Lawyers are seeking a suit to cover more than 1.5 million workers.
LOS ANGELES TIMES
Female managers of Wal-Mart Inc. were required to attend strip clubs with male colleagues on business trips, according to a brief to be filed today in federal court for a group of California women suing the largest U.S. retailer for job discrimination.
The women's declarations also say they had to take business meetings at Hooters, a restaurant where food is served by amply endowed women clad in tight shirts.
And the top brass of Wal-Mart's Sam's Club stores referred to female employees in weekly executive meetings as "little Janie Qs" and "girls," even after a female vice president complained.
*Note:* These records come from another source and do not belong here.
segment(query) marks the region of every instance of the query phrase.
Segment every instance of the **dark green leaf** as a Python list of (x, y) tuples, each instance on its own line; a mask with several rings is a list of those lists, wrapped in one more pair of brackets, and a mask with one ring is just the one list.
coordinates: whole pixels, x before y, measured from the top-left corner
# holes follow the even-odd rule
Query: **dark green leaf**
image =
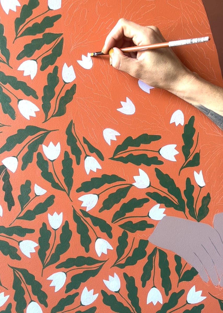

The executive, who no longer works at Wal-Mart, said her complaint earned her a warning against being overly judgmental.
About the case
The testimony was collected to support a request that the case proceed as a class action on behalf of more than 1.5 million women employed by Wal-Mart since late 1998. The proposed class dwarfs the size of other employment discrimination cases and, if approved, would make the suit one of the largest against a corporation.
The brief, which comes 17 months after the suit was filed in U.S. District Court in San Francisco, paints the most detailed picture yet of the scope and effect on women of the reported discrimination. It argues that a gender pay gap -- which plaintiffs' experts say averages about 5 percent throughout the company -- is a reflection and result of a culture of bias that flows from Wal-Mart's Bentonville, Ark., headquarters and permeates nearly every store.
Wal-Mart spokeswoman Mona Williams denied any pervasive bias within the company and disputed the plaintiffs' analysis of the evidence.
She said that experts who analyzed payroll data for the company found that "nine out of 10 times, women and men are paid equally," and that women are promoted at the same rate at which they apply for positions.
Brief features testimony
The 61-page brief filed by plaintiffs pulls testimony from more than 100 depositions of executives and the voluntary declarations of 110 female employees. In them, some women described being discouraged from applying for management positions and jobs in sporting goods, meat departments and other areas dominated by men.
Others recalled instances where male managers not only acknowledged but endorsed a pay gap between men and women.
One woman quoted in the brief said she asked why her pay was lower than a less-qualified male worker. Her department manager's reply: "You don't have the right equipment. You aren't male, so you can't expect to be paid the same."
Brad Seligman, a lawyer for the plaintiffs, said the attitude conveyed in the comment is not an aberration.
"We've got more than 100 declarations from 30 states," said Seligman, director of the Oakland, Calif.-based Impact Fund, a legal advocacy organization.